​NASA’s Perseverance rover will leave small titanium tubes on the surface of Mars containing a variety of soil and rock samples from the planet Rotia, which will be recovered by the mission, which will last more than a decade.

Photos taken by Perseverance on TuesdayPhoto: NASA

Over the next 30 days, the rover will leave ten titanium sample tubes in a flatter area of ​​Jezero Crater called Three Forks.

Over the past 16 months, Perseverance has drilled into the Martian surface several times and collected several types of Martian rock and dust into dozens of tiny, perfectly sealed titanium tubes, tubes it will leave on the Martian soil starting Monday. One of the tubes also contains a sample of Martian air.

These tubes are to be picked up in a few years by another mission, which in a series of complicated steps will bring them to Earth, where they will be analyzed in the best laboratories. This mission consists of several stages, and the stones will reach Earth after 2030.

A few billion years ago, there was a lake and possibly a delta in the Jezero crater. Scientists hope the site will provide evidence that simple life forms may have existed on early Mars.

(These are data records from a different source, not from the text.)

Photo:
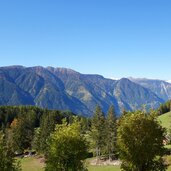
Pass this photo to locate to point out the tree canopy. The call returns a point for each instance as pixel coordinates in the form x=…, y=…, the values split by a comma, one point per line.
x=140, y=141
x=67, y=148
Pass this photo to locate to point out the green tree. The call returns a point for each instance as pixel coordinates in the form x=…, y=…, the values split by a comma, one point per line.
x=98, y=131
x=111, y=133
x=67, y=148
x=22, y=129
x=140, y=141
x=7, y=160
x=47, y=126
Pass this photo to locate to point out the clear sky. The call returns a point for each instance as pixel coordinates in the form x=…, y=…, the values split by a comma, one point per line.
x=113, y=38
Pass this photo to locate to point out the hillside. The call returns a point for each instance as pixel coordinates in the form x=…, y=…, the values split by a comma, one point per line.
x=66, y=89
x=165, y=120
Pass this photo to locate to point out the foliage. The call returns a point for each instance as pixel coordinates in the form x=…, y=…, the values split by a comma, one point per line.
x=22, y=129
x=98, y=131
x=164, y=108
x=67, y=148
x=47, y=126
x=140, y=141
x=111, y=133
x=7, y=161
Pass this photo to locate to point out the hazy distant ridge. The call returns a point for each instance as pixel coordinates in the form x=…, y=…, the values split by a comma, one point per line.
x=66, y=89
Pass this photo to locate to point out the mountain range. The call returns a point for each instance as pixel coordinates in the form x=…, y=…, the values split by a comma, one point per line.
x=66, y=89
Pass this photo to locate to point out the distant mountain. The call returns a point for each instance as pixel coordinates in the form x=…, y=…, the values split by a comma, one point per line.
x=66, y=89
x=161, y=88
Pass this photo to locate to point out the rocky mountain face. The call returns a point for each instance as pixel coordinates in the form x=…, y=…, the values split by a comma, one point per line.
x=65, y=89
x=161, y=88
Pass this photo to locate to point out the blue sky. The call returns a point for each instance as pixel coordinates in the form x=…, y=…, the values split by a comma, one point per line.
x=114, y=38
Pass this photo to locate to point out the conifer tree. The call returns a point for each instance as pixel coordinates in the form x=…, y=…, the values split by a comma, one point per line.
x=98, y=131
x=111, y=131
x=7, y=160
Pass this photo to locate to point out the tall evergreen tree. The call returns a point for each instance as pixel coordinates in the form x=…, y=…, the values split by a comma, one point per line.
x=111, y=131
x=47, y=126
x=98, y=131
x=7, y=160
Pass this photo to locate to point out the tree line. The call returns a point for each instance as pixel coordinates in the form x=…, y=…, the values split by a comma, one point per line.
x=136, y=138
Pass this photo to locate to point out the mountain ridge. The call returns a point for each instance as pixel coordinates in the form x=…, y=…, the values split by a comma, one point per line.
x=66, y=89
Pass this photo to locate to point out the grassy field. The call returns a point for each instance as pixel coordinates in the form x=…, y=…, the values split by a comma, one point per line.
x=35, y=164
x=166, y=120
x=31, y=164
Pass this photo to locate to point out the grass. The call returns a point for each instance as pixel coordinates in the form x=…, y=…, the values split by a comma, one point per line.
x=165, y=120
x=34, y=164
x=31, y=164
x=104, y=168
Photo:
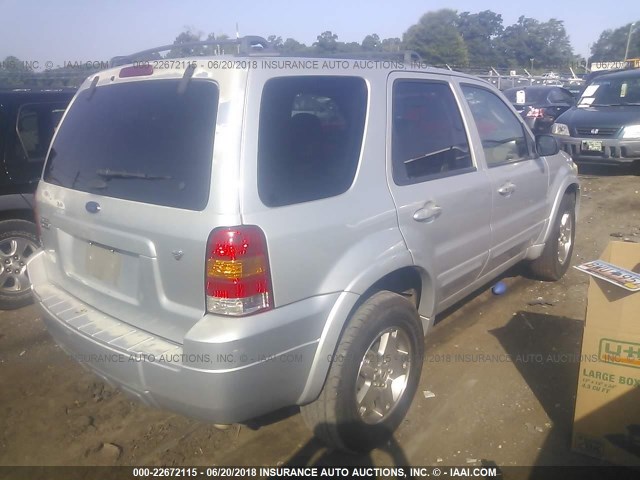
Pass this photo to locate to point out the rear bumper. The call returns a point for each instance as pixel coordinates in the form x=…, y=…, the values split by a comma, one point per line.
x=213, y=378
x=614, y=151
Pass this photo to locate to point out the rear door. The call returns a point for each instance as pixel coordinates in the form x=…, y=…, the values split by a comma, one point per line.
x=122, y=203
x=519, y=177
x=443, y=200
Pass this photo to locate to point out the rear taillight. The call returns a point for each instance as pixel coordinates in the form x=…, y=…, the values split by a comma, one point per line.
x=238, y=281
x=535, y=112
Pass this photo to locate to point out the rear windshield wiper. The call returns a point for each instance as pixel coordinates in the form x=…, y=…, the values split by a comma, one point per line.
x=108, y=173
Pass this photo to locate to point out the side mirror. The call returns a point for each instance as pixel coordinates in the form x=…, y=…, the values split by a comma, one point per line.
x=547, y=145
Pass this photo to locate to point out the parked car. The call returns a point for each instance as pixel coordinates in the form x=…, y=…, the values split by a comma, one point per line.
x=540, y=105
x=28, y=118
x=226, y=242
x=604, y=128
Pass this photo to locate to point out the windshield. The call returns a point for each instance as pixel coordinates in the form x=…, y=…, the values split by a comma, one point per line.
x=612, y=91
x=143, y=141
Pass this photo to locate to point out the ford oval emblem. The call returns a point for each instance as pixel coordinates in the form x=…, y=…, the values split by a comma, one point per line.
x=92, y=207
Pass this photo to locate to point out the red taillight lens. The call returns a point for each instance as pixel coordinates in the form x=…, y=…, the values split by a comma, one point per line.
x=535, y=112
x=238, y=281
x=136, y=71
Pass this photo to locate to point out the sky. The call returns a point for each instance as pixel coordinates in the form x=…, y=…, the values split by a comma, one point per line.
x=85, y=31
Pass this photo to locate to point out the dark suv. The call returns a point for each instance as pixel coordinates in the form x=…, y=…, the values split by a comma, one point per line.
x=28, y=119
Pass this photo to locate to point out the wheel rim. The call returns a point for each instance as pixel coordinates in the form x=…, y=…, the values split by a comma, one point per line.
x=565, y=237
x=383, y=375
x=14, y=253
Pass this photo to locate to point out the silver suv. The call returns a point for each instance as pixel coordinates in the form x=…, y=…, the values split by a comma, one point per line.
x=227, y=236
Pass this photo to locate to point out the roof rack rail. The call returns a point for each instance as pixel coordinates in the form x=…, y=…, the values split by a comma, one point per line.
x=247, y=45
x=407, y=56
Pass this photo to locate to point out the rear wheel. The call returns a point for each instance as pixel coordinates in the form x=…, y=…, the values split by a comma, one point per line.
x=373, y=376
x=18, y=242
x=555, y=259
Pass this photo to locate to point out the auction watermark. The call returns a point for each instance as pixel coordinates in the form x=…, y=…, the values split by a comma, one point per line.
x=46, y=65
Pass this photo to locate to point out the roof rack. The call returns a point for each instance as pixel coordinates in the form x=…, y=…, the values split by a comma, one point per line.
x=407, y=56
x=247, y=45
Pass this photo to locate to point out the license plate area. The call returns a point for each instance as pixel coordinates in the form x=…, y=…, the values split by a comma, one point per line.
x=103, y=264
x=592, y=146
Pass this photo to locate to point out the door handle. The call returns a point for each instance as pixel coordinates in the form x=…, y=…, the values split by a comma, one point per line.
x=428, y=213
x=507, y=189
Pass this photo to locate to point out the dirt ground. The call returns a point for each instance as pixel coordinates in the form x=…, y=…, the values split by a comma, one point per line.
x=470, y=409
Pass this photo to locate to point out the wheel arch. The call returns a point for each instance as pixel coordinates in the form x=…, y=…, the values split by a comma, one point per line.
x=408, y=280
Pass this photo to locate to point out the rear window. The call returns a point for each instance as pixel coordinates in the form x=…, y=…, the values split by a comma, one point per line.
x=310, y=137
x=148, y=141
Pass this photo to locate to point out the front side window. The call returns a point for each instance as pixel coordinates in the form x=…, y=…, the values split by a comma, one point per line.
x=428, y=138
x=310, y=137
x=502, y=135
x=35, y=125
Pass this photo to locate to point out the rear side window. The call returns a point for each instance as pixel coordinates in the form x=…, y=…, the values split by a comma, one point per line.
x=147, y=141
x=429, y=139
x=310, y=137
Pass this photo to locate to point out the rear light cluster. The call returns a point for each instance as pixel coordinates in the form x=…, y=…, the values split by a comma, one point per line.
x=238, y=281
x=535, y=112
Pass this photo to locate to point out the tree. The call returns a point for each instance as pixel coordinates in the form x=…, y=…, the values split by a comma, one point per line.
x=611, y=44
x=556, y=50
x=481, y=34
x=546, y=42
x=275, y=41
x=293, y=46
x=187, y=36
x=436, y=38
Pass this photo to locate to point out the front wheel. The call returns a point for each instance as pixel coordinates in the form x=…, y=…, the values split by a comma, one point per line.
x=373, y=376
x=18, y=243
x=556, y=256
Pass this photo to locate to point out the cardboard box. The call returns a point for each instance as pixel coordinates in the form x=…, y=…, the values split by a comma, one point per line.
x=607, y=414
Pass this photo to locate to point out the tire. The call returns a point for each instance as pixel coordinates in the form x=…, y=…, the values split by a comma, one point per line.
x=18, y=242
x=359, y=409
x=556, y=256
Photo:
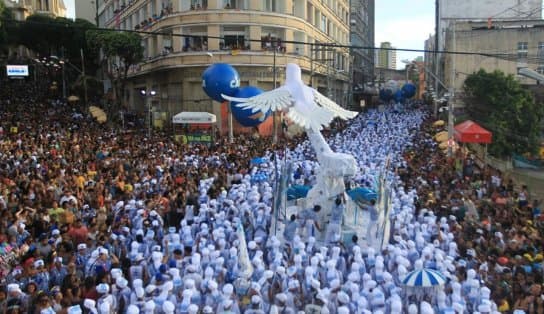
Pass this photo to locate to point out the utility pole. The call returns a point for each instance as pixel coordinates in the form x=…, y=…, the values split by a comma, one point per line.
x=84, y=77
x=274, y=126
x=436, y=55
x=452, y=95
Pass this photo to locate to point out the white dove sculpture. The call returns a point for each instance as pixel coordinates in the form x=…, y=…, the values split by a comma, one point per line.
x=311, y=110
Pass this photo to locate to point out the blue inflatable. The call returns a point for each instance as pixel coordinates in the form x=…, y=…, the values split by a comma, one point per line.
x=399, y=97
x=362, y=195
x=297, y=191
x=386, y=95
x=409, y=90
x=246, y=117
x=220, y=78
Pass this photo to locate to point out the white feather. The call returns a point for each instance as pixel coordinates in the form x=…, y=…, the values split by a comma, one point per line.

Perseverance collected 18 sample tubes.

The Perseverance rover is searching for signs of life on Mars, and Lake Crater is an extremely attractive site because it is believed to have been a lake and delta of liquid water more than three billion years ago.

Differences between Mars and Earth

  • The diameter of Mars is half the diameter of the Earth
  • The atmosphere is very rarefied, and atmospheric pressure is less than 1% of Earth’s
  • Mars receives more than 70 times more cosmic radiation.
  • Mars does not have a global magnetic field, but it is very weak, which does not protect the planet from cosmic radiation
  • There are no oceans, rivers or lakes on Mars, and water is only found in the form of ice, either on the polar caps or buried under the surface
  • Mars does not have plate tectonics.
  • On the Red Planet, the temperature rarely exceeds +20 degrees, and this is at the equator, and at the poles it can be -120 degrees.